Glossary term

Currency Risk

Currency risk is the chance that exchange-rate movements will reduce the value of foreign income, assets, or investments.

Updated

May 18, 2026

Read time

3 min read

What Is Currency Risk?

Currency risk is the chance that exchange-rate movements will reduce the value of foreign income, assets, or investments. It is also called exchange-rate risk. The risk appears whenever money is earned, spent, borrowed, invested, or valued in more than one currency.

For U.S. investors, currency risk often shows up when foreign stocks, bonds, funds, real estate, or business revenues are translated back into dollars. A strong foreign investment can still produce a weaker dollar return if the foreign currency falls.

Key Takeaways

  • Currency risk comes from changes in exchange rates between two currencies.
  • It affects international investments, foreign income, imports, exports, travel budgets, and overseas property.
  • A foreign asset's local return and the currency return can move in different directions.
  • Hedging can reduce currency risk, but it has costs and may remove upside from favorable currency moves.

How Exchange Rates Change Returns

Suppose a U.S. investor owns a European stock that rises 8% in euros. If the euro weakens against the dollar during the same period, the investor's dollar return may be lower than 8%, or even negative. If the euro strengthens, the dollar return may be higher than the local market return.

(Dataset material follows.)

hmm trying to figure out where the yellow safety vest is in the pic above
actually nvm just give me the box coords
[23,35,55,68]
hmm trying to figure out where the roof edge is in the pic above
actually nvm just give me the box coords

Currency risk can also affect businesses. An importer may face higher costs when the foreign currency strengthens. An exporter may become less competitive when the home currency strengthens. A multinational company may report translation gains or losses when foreign revenue is converted into the reporting currency.

Exposure

Currency Risk

Foreign stocks

Local share return may be reduced or boosted after conversion.

Foreign bonds

Coupon and principal payments depend on exchange rates.

Imports and exports

Profit margins can change with currency moves.

Foreign property

Sale value and expenses may shift in home-currency terms.

Hedged Versus Unhedged Exposure

Some funds hedge currency exposure using forwards or other instruments. Hedging aims to reduce the effect of currency moves on returns. That can make the investment behave more like the local asset return, but hedging is not free and may not be perfect.

Unhedged exposure leaves the currency movement in the return. That can add volatility, but it can also diversify or help when the foreign currency strengthens. The right approach depends on the asset, time horizon, cost, and reason for holding the foreign exposure.

Currency risk is especially important when the spending need is in one currency and the asset is in another. A retiree planning U.S. expenses from foreign assets faces a different risk than a long-term investor using global funds for diversification.

The Bottom Line

Currency risk is the risk that exchange rates change the value of foreign income, costs, or investments. International exposure is not only about the asset itself. The currency translation can meaningfully change the final return.